ISLAMABAD: Former Prime Minister Imran Khan said on Wednesday the government of Prime Minister Shehbaz Sharif had hatched a “conspiracy” to pit his Pakistan Tehreek-e-Insaf (PTI) party against the country’s army.
Khan’s comments come after his chief of staff, Dr. Shahbaz Gill, was arrested on Tuesday over comments in a TV show advising army officers not to follow the orders of their top command if they were “against the sentiments of the masses.” The government and the national media regulator, PEMRA, have said the remarks were tantamount to inciting mutiny within the Pakistan army. The TV channel on which Gill made the comments, ARY News, has also since been taken off air by PEMRA.
Khan was ousted from power in April in a parliamentary vote of no-confidence that he blames on a foreign conspiracy hatched by the United States in collaboration with rival politicians. Both deny the charge. Khan and his supporters have also variously expressed disappointment that the military and army chief General Qamar Javed Bajwa did not support him against the alleged foreign plot.
Following Khan’s ouster, anti-army trends have become a common occurrence on social media. A hashtag calling for Bajwa to step down as army chief regularly trends online and recently, a smear campaign was also launched against military officers who died in a helicopter crash last week. The government has announced a probe into the campaign.
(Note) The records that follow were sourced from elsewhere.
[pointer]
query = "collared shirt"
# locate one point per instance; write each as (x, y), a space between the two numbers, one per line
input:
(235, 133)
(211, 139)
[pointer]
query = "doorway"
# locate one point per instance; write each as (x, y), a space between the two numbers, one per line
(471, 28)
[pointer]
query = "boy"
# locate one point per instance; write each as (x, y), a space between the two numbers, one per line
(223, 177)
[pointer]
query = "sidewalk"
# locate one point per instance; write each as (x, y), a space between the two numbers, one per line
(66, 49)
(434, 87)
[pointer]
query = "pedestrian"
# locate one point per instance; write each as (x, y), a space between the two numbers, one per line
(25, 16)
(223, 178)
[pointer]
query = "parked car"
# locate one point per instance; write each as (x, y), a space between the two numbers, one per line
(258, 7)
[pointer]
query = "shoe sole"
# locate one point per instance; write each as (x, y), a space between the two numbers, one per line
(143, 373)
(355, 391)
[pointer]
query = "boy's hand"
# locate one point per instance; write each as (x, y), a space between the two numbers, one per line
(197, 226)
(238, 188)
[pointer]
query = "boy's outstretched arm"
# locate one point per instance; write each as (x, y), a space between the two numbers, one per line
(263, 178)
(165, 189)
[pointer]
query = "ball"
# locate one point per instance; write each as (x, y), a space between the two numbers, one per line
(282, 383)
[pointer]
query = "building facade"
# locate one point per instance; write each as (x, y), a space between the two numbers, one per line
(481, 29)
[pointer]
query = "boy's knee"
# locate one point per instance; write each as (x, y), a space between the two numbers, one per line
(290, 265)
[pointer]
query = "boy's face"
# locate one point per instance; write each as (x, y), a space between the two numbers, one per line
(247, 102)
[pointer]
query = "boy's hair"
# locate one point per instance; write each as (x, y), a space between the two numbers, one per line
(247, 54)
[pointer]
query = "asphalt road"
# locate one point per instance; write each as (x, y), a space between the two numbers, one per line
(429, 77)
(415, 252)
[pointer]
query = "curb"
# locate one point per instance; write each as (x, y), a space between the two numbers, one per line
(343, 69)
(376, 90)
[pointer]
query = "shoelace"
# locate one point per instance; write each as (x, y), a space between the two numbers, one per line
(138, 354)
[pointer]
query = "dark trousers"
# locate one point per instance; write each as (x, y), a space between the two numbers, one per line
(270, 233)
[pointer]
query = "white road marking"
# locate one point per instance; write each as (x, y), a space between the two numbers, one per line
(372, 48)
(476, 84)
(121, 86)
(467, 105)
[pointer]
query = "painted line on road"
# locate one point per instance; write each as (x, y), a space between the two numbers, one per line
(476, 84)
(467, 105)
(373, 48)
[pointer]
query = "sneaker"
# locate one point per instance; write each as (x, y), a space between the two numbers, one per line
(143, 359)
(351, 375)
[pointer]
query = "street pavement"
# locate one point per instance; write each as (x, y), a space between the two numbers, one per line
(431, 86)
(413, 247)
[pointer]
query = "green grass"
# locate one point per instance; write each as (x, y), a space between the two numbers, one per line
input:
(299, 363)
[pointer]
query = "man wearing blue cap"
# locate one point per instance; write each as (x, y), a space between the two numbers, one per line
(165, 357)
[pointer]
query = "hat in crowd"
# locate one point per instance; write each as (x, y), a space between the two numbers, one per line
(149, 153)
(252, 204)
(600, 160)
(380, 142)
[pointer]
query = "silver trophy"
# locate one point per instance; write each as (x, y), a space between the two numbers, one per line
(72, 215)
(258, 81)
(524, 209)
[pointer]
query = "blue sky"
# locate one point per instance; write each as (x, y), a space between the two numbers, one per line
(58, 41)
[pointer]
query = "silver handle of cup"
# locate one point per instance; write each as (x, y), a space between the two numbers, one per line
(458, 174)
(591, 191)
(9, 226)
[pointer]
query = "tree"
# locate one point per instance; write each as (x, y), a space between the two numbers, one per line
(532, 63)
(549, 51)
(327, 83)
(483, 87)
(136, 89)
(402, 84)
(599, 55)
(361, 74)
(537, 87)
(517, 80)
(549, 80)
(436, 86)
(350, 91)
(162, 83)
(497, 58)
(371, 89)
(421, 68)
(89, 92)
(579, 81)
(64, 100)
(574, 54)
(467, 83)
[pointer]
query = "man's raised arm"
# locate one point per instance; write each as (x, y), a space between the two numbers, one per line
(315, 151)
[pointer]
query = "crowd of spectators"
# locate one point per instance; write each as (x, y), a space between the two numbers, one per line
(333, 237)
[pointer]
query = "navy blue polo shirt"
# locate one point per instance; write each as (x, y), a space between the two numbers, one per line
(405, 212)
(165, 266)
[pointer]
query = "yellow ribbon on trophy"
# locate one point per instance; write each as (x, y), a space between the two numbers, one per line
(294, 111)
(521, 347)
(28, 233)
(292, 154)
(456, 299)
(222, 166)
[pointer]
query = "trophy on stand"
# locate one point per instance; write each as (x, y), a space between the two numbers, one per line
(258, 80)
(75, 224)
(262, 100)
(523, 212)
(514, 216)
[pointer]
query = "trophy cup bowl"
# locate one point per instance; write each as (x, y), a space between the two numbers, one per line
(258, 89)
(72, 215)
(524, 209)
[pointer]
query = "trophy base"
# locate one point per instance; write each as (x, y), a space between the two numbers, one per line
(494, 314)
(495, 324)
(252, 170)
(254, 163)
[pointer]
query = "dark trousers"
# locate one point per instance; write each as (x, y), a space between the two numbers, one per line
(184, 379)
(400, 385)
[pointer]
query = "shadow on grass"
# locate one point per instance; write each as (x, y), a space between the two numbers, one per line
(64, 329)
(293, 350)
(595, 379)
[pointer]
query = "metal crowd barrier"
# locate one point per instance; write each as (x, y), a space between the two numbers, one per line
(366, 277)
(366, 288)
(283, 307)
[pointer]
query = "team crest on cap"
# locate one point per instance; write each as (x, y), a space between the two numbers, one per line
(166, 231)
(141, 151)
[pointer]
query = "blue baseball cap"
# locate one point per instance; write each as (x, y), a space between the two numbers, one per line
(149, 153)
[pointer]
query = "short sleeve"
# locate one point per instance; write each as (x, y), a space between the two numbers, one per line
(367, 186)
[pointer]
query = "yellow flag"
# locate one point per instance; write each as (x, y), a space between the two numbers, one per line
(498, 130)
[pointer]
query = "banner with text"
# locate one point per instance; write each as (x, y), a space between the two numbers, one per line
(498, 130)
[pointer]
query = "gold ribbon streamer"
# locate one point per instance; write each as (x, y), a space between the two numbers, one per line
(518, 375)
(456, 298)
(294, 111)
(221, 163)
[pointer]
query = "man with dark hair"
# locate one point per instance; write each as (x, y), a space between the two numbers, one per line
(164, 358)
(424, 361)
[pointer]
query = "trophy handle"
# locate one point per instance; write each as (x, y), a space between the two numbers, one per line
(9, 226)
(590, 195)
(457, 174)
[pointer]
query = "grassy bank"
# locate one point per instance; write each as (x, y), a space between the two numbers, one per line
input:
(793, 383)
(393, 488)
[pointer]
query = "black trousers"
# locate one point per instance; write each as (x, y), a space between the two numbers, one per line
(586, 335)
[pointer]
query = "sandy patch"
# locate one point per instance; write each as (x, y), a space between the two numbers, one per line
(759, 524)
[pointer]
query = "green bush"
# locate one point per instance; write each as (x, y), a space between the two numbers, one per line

In a press conference on Wednesday, Khan dismissed claims his party was against the military, and said the impression was being created as part of a “plot” to decimate the PTI. He also did not distance his party from, or condemn, the comments by Gill.
“The party is at the federal level, it is in all the provinces, the largest vote bank is of this party … it is the largest party in Pakistan right now,” Khan said in a televised address. “A conspiracy is being hatched and it is being hatched by those people who are involved in the foreign conspiracy, collaborators … It is being portrayed that we and the army are against each other.”
He added: “This conspiracy is so dangerous that if we try to pit the largest political party of a country against its army and it creates differences within, nothing else can harm the country as much.”
Khan then gave the example of 1971 when, as per his account, differences between the largest political party in East Pakistan at the time and the country’s military led to a war that saw the break up of Pakistan and the creation of Bangladesh.
“Attempts are being made to break the biggest party of the country, they are also trying to break our people so that they [PTI] become so weak by the [next] elections,” the ex-PM said.
Khan’s party is also facing legal challenges currently, with Pakistan’s top election body ruling last week on an 8-year-old case against the PTI, saying the party received millions of dollars in illegal funds from foreign countries including the United States, the United Arab Emirates, the UK, and Australia. The party denies any wrongdoing.
The Election commission has issued a notice to Khan and ordered him to appear personally on August 23 at the hearing of what is popularly known as the “foreign funding case.”
Earlier on Wednesday the PTI challenged the Election Commission’s ruling in the Islamabad High Court (IHC), seeking a cancelation of the order.
The ECP’s verdict could lead to a ban on Khan and his PTI which rose to prominence on an anti-corruption agenda.